La discussion est houleuse. Les intermittents me traitent de tous les noms d’oiseaux. Je suis ignare, stupide, un infâme suppôt du capitalisme, un vilain libéral et j’en passe.
On finit par me désigner le nouveau modèle d’intermittence proposé par le CIP et je comprends immédiatement le malentendu. Je lis dès le chapeau :
[…] la Coordination Nationale propose une plateforme basée sur un principe mutualiste, plus égalitaire et en adéquation avec les pratiques des salariés intermittents : des emplois discontinus, un taux de rémunération variable, une part du travail pouvant être rémunérée forfaitairement (déclaration par cachets), une part de l’activité pouvant être réalisée en dehors des périodes d’emploi.
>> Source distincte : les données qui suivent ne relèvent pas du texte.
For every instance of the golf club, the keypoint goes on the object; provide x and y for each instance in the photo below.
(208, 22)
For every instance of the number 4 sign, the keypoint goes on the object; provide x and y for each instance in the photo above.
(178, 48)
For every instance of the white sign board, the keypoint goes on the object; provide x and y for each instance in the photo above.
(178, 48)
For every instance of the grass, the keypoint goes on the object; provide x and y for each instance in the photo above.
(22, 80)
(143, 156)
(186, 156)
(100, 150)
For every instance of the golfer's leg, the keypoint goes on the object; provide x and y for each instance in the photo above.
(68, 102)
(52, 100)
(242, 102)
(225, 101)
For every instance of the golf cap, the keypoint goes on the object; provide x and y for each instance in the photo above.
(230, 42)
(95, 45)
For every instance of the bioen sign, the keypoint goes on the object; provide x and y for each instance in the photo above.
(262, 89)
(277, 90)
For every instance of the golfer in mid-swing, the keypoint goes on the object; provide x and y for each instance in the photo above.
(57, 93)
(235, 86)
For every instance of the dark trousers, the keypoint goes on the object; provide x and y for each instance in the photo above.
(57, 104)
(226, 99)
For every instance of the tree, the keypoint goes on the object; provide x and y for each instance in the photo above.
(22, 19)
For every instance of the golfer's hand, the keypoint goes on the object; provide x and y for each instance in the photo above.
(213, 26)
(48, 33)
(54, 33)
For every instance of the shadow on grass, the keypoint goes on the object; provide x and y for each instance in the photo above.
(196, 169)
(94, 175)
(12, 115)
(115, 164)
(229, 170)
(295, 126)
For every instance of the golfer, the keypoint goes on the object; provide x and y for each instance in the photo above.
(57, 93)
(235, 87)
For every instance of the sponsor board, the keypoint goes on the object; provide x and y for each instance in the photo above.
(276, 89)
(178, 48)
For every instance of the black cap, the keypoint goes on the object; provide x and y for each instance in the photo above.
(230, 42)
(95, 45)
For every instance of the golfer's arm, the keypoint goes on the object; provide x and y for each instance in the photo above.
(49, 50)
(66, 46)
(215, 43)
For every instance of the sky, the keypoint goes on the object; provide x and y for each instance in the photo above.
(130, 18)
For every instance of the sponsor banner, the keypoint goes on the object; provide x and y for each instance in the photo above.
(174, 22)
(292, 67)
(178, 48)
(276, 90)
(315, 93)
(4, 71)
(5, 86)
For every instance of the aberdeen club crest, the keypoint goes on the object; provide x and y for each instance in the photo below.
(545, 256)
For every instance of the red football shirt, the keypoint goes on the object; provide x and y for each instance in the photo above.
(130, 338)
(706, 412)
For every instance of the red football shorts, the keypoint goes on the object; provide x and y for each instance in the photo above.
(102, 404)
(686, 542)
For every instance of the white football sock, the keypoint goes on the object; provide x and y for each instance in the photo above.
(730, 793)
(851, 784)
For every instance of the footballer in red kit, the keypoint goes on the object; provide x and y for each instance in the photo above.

En commençant tout de suite pas parler de salariés, les intermittents ne prennent pas en compte une tendance lourde… de moins en moins de gens sont salariés, même quand ils ne sont pas chômeurs. Artisans, travailleurs indépendants… et tous les artistes. Cette tendance ne fera que s’alourdir alors que chômage chronique s’installera par effet de la mécanisation physique et cognitive. Ce n’est pas une de mes lubies, même Stiegler la partage. La notion d’heures travaillées perd également toute signification pour de plus en plus de tâches (je serais bien incapable de vous dire combien de temps je passe à écrire un livre).
La vision patron/salarié est datée. Elle correspond de moins en moins au paysage contemporain. Pour proposer un modèle stimulant pour tous, et pour toute forme d’intermittence, il faut dépasser ce postulat de départ. Nous avons de gens qui ont des activités et qui cherchent un revenu, revenu qui idéalement devrait se décomposer en un revenu de base et un complément en fonction des tâches accomplies. Par exemple, en tant qu’auteur, je recevrais mon revenu de base qui serait complété par mes droits d’auteurs.
L’intermittence ne doit plus être vu comme un va-et-vient entre « je suis salarié ou je suis chômeur », mais entre « j’ai un revenu complémentaire ou je n’en ai pas. » Ceux qu’on appelle les intermittents aujourd’hui devraient se reconnaître dans cette définition, ainsi que des millions d’autres personnes qui, dans l’attente d’un changement de définition, se sentent exclues par la lutte actuelle.
La plupart des syndiqués regardent d’un mauvais œil le revenu de base parce que, en dépassant le clivage patron/salarié, il dépasse les anciens alignements politiques. Alors ces organisations, qui idéologiquement devraient être séduites par l’idée d’un revenu inconditionnel pour tous, se braquent parce qu’elles entrevoient leur fin au bout de ce combat. Et elles ne sont pas prêtes à scier la branche sur laquelle elles sont assises.
Si les patrons devinenent moins tout-puissants, des ouvriers moins assujettis, les vieilles luttes doivent être refondées. Je conçois que c’est flippant, mais avons-nous le choix ? Si l’écart entre riches et pauvres se creuse, c’est parce que les anciennes idéologiques sont incapables de fédérer le plus grand nombre. Elles ont échoué à enrayer l’omnipotence du capitalisme.
La gauche voit souvent dans le revenu de base une forme de dumping social (d’où l’accusation de vilain libéral, je suppose). C’est mal comprendre l’idée. Je donne toujours l’exemple de la femme de ménage. Quand on lui demandera de nettoyer les toilettes, elle exigera d’être mieux payée, parce qu’elle ne craindra plus d’être renvoyée. Tous les payeurs devront suivre ou nettoyer eux-mêmes leurs toilettes. Le revenu de base devrait logiquement valoriser les travaux que personne ne veut faire, et de fait mieux répartir la masse monétaire, donc peut-être réduire les inégalités. Et rien n’empêchera la femme de ménage de reprendre des études.
Je le redis, c’est important, le revenu de base n’est pas un salaire. C’est même le droit de ne rien faire qui mérite salaire. Écrire une symphonie pourquoi pas. Publier des articles politiques sur un blog. S’occuper le samedi matin des enfants au club de foot. Le revenu de base reconnaît l’apport de toutes ces tâches non salariées. Il reconnaît que l’acteur lorsqu’il ne joue pas reste acteur et travaille son art. Que lui attribuer des droits au regard du travail salarié est tout simplement absurde. Le revenu de base est un droit du fait même de vivre. Il est inconditionnel.
Et puis le revenu de base n’exclut pas une assurance chômage. Pour les salariés, elle pourrait compléter le revenu de base. Le revenu de base a sa place dans la Déclaration des droits de l’homme. C’est un droit. Ne cherchez pas plus loin. C’est une chose à graver dans le marbre, au plus profond de nos institutions.